However, combining yield maps of various crops and seasons require making them commensurable by
bringing to a common numeric range. This process is known as map standardisation. In GIS, map
standardisation can be achieved using discrete (ie. Boolean) or continuous (ie. fuzzy set) classification
methods (Burrough, 1996). The use of strict Boolean true/false logic is often too rigid for the
continuous nature of the variation (Burrough, 1989) such as yield data. Therefore, the Boolean
classification method is less appropriate since it tends to generalise yield data prior to the analysis. The
fuzzy membership function, on the other hand, defines the possibility of membership that varies
continuously from 0 (for completely outside the set) to 1 (for the full membership) range (Burrough et
al., 1992). Due to the continuous nature of the yield data, it could be appropriately rescaled between 0
and 1 using the fuzzy membership function.

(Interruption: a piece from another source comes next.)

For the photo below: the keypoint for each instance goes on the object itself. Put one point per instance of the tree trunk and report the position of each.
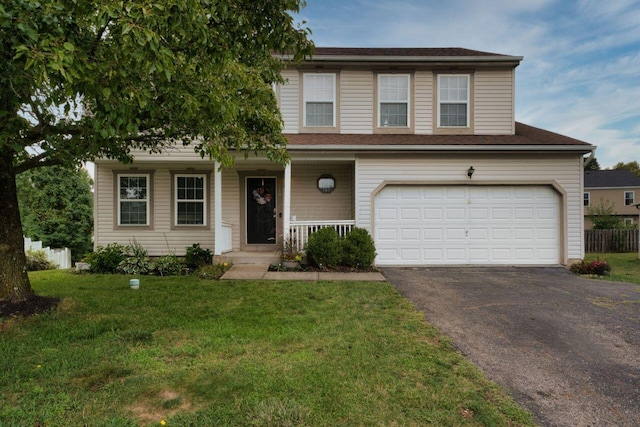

The continuous rescaling of data can be achieved using a simple linear, sigmoidal or a J-shaped
membership function (Eastman, 1999). However, the crop yield data, which is often skewed and have
extreme values, do not seem to follow any of those pre-defined functions. Therefore, there is a need to
develop an appropriate crop yield data standardisation technique. The IDRISI-32 software has the
provision to user-define a rescaling function based on the use of control points (Eastman, 1999). The
control points could be derived from the crop yield data in a number of ways. However, in
determining control points, the interest is to identify a specific value and the percentage of the data
lying below and above this value. Such specific values could be conveniently determined using
fractiles calculation that divides data into percentile (ie 100 parts) or some other convenient division
such as quartiles and deciles (Blank, 1982).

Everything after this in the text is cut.